La solución intermedia

Así que me puse a hacer limpieza en mi cuarto (para dar ejemplo). Luego pasé al salón, eliminando los libros que no nos habían gustado. El resultado fueron las gigantescas listas de intercambio que puse por el blog en esas fechas. Pero la historia no acabó ahí… Llegó la feria del libro y luego una quedada de segunda mano, y los libros que me tocaban en sorteos… Y más tarde las colaboraciones con editoriales. ¡Las estanterías volvían a llenarse lenta pero inexorablemente!

Me puse más dura, ya no solo vendí los que no me gustaban, sino también los que, aunque me hubieran gustado, no iba a releer. Me apenaba tomar esa decisión, pero la realidad era que los libros en precario equilibrio amenazaban con matarme o con hundir la casa con su peso.

¡Hora de releer!

Esta nueva situación hizo más sostenible la gestión del espacio en mi casa, pero pronto me di cuenta de otro problema. No releía los libros que quería releer porque priorizaba la lista de pendientes.
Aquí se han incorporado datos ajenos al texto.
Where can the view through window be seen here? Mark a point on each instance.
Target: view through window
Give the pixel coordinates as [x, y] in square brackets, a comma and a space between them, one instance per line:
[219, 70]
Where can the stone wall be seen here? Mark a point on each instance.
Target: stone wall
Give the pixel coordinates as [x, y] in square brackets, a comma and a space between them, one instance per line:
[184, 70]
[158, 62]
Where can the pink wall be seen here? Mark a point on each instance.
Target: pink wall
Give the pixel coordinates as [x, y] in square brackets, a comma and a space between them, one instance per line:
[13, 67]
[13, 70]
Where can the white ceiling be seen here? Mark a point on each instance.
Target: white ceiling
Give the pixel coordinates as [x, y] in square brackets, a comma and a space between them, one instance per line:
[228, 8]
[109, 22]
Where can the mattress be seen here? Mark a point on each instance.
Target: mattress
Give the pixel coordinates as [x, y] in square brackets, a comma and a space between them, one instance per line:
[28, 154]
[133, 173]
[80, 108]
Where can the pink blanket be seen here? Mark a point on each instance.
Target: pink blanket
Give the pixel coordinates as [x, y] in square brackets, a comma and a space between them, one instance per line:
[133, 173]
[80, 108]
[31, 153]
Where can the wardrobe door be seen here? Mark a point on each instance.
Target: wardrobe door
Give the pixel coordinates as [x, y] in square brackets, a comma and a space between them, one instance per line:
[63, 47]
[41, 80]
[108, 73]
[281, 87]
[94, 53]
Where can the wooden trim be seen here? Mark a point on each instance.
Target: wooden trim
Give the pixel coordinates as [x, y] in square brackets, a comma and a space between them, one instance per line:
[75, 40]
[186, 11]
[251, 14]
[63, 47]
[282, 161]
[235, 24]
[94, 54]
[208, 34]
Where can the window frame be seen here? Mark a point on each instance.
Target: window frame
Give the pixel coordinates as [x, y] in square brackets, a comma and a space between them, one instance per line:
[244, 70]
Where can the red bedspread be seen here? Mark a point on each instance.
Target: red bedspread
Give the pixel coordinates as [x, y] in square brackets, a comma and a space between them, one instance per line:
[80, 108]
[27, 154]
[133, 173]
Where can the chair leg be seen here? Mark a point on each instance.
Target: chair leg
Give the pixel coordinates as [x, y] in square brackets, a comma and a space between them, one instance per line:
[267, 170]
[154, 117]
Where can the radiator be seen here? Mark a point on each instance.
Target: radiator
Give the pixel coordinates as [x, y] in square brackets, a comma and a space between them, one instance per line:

Esta no paraba de aumentar, sin bajar en ningún momento de los ciento diez ejemplares (hoy me parece poco, ronda los doscientos y pico)… Y todavía no había releído ni uno de los libros que salvé, ni siquiera mis favoritos.

Entonces tuve que ponerme seria conmigo misma, dejar de comprar tanto (solo un libro por cada cinco leídos) y obligarme a dejar de mirar en dirección a mis estantes de libros pendientes (sí, estantes porque son tres, uno de ellos con doble fila). A partir de entonces, alterno los libros nuevos con alguno de los viejos en mis estantes de favoritos.

Lo que aporta releer

Hasta el momento no me ha ido mal y no me arrepiento. Mi lista de libros pendientes no avanza tan deprisa como me gustaría, pero he recordado por qué es tan importante para mí tener los libros cerca por si me apetece volver a visitar esos mundos que tanto me gustaron. Y, además, no gasto tanto dinero en libros nuevos.

No solo son una lectura con satisfacción asegurada (sabes que la disfrutarás porque ya la disfrutaste antes). Además percibes nuevos matices que antes se te pasaron por alto, te sorprendes por detalles que se habían borrado de tu memoria, alcanzas a vislumbrar más niveles de complejidad y tienes la misma sensación que cuando te reencuentras con un viejo amigo.

Así que seguiré releyendo. Ya me he reencontrado con la Dragonlance, los Reinos Olvidados, los personajes de la Tierra Media y los romances de todas las épocas y lugares que más me fascinaron. Seguiré disfrutando de esas historias conocidas, temblando de emoción con ellas y dejándome envolver por su magia. Porque realmente merece la pena.